Calling the community at Corinth to repentance, Paul anticipates the way our faith will be dismissed out in the world, proclaiming
“For Christ did not send me to baptize but to proclaim the gospel, and not with eloquent wisdom, so that the cross of Christ might not be emptied of its power. For the message about the cross is foolishness to those who are perishing, but to us who are being saved it is the power of God.” (1 Cor. 1:10-18)
We will be reading from Paul’s first letter to the Corinthians for the rest of this season leading up to Lent, and for much of it he will be talking about the scandal of the cross.

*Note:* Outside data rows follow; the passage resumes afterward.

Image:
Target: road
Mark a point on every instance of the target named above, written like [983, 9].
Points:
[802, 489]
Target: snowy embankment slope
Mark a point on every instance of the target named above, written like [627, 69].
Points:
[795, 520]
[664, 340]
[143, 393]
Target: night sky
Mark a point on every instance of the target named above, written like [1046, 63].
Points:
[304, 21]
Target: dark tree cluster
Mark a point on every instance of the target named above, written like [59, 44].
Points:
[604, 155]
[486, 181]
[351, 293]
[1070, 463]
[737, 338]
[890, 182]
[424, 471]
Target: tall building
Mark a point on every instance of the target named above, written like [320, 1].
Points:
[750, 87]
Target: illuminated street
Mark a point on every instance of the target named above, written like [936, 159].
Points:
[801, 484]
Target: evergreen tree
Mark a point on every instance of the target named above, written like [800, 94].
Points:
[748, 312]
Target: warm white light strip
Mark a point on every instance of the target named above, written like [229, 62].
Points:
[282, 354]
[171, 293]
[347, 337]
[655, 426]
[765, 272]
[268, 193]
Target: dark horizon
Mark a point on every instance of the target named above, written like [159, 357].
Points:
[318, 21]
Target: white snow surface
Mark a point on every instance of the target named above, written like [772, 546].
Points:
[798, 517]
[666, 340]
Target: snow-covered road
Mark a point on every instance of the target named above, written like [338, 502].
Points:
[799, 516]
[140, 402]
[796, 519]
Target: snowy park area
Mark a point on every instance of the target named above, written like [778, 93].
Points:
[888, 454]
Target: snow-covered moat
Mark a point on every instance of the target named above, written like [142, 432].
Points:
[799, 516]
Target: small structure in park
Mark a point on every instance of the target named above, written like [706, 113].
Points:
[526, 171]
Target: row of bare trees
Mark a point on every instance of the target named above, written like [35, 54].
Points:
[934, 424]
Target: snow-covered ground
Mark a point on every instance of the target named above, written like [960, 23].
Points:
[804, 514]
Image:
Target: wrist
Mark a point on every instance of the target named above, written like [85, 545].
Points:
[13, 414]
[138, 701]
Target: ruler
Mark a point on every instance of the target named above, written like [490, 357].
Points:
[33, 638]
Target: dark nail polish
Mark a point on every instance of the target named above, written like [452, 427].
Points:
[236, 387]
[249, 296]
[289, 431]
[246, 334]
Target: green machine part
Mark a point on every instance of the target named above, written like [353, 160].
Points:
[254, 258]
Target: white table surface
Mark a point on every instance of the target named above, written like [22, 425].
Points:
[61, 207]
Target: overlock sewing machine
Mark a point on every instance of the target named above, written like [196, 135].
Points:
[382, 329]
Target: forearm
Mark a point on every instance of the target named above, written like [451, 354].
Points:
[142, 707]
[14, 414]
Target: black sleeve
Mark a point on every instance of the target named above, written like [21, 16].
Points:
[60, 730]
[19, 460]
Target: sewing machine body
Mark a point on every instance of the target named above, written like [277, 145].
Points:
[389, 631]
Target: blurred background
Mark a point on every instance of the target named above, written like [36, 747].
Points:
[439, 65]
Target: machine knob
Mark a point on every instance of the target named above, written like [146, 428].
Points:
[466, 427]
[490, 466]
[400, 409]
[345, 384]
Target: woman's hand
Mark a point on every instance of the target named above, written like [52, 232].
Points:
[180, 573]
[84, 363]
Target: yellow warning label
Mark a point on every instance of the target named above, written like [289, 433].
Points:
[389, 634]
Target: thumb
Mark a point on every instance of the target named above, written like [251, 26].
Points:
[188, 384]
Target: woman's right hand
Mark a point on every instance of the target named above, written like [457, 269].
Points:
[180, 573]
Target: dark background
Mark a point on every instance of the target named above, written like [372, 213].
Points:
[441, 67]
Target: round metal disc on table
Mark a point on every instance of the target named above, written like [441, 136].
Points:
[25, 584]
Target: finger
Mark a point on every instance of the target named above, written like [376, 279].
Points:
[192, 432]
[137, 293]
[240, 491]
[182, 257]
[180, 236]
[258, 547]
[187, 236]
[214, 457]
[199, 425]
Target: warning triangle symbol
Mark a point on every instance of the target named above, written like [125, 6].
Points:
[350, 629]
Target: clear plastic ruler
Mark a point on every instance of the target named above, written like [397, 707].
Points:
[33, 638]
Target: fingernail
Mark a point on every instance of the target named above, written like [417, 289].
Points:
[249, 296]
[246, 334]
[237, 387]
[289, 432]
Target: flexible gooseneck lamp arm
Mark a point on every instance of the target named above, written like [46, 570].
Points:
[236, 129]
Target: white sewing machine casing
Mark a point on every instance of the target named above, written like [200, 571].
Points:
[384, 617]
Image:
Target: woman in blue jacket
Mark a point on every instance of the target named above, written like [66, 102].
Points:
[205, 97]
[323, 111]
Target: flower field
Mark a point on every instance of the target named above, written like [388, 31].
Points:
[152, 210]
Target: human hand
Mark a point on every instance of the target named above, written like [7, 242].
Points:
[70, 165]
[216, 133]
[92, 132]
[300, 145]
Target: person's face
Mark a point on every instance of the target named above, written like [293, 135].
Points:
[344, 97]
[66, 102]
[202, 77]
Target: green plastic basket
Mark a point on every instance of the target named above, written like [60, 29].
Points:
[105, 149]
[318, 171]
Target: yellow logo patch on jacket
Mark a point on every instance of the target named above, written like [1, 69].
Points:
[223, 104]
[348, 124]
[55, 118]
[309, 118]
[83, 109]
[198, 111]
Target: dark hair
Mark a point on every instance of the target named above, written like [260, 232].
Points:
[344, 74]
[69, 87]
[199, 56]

Far more than some variable in an equation that results in salvation, Paul insists that the cross, which is foolishness for those who prefer signs or wisdom, is actually the way God chooses to be in the world. That God’s glory is found precisely in God’s willingness, God’s preference, for the broken, bleeding places of this world, this dominion, this kingdom. The cross is God’s promise that there is no division we can create, no compartmentalization that can stand against God’s loving insistence that we are all in this together.
This is the ministry Jesus calls his followers to when he meets them at the shore, at the office, in the courtroom or the classroom, next to the crib, around the dining room table, under the bridge. We are called to repent of all the ways we imagine it to be acceptable when we set out to be one person at work and another at home or out in the world. We are called to stop that, immediately, and to be made new through Christ Jesus, before whom we are always the same person, always and everywhere, whole and beloved by God.
When Jesus showed up at their place of work, where Peter and Andrew and James and John were fishing, they stopped what they were doing and they followed him. But notice that Jesus said to them, “follow me, and I will make you fish for people” (Matt. 4:19). Jesus, a man they had to have known in their small town by the sea, calls to them in terms they can understand using a metaphor from their place of work. I think this signals to us his respect for what they did, and God’s intention that we have work that is good and meaningful, but not wed to the values of this world, values of profits and power over people. As their ministry together continued, Jesus and his disciples would return to Capernaum. They would set sail again, they would fish again, they would work again, but never in the same way. They were changed.
And if Jesus showed up where you work, where you make your living, what do you think would have to change?